No Chile, por exemplo,
a principal revolta é da juventude em busca de ensino superior público e contra
a privatização deste ensino. Já no Brasil essa agenda não surgiu. Esta é a
especificidade de cada povo, mas a luta é uma só: a mudança em curso e a crise
econômica mundial.
O movimento desta
juventude brasileira é algo que efetivamente brota em otimismo. Parcela
significativa dos manifestantes não havia nascido quando das grandes
manifestações como aquelas pelo Impedimento de Collor. Por isso não reconhecem
líderes históricos, não sabem das lutas anteriores, mas descobriram a
importância de lutarem por uma agenda política que melhore a vida de todos. A
juventude brasileira tomou parte da política para si e, portanto, começamos a
ter herdeiros se preparando para influir sobre o presente e herdar o futuro.
O jovem brasileiro
descobriu a política e majoritariamente descobriu a bandeira do bem comum e de
uma sociedade para todos. É claro que fascistas, anarquistas, ultra
esquerdistas e até mesmo setores vinculados aos interesses econômicos clássicos
(financeiro, grandes proprietários, mídia corporativa etc.) querem ocupar as
ruas, mas o grosso do que vemos é o progresso coletivo e democrático.

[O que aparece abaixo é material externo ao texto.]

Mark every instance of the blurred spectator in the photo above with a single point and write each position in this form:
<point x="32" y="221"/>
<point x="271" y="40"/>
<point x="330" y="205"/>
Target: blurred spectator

O momento vivido pelos brasileiros
é apontar para o avanço social (saúde, educação, transporte, segurança, mais
democracia, etc.) e criar uma agenda popular para tal, mesmo que isso esteja
nas ruas confinado às classes médias. Uma coisa podemos aventar: o governo de
coalização conduzido pelo PT em nível federal vai passar por fraturas e por
mudanças. As próximas eleições serão muito mais disputadas e as bandeiras da
esquerda fixada pelo avanço social e da direita aparentemente fixada na luta
particular contra a corrupção. Mas isso é especulação pois a mudança ocorrida
nestas duas semanas pode revelar novas bandeiras à direita e à esquerda que
ainda estão sendo fixadas.
Retornando aos meios
que unem as pessoas como a era da mídia clássica e agora das redes sociais. É
preciso pensar que a democracia se multiplique nos serviços públicos de
comunicação (como rádio e televisão) e que todos tomem consciência clara da
redes sociais pois o jogo de construção da agenda, da mobilização e da urgência
é feito nestas redes e isso tem ocorrido em todo mundo. Na questão da mídia
clássica e desta nova mídia ainda existem big Brothers a tomar informações para
a sua exclusiva finalidade e em detrimento da democracia.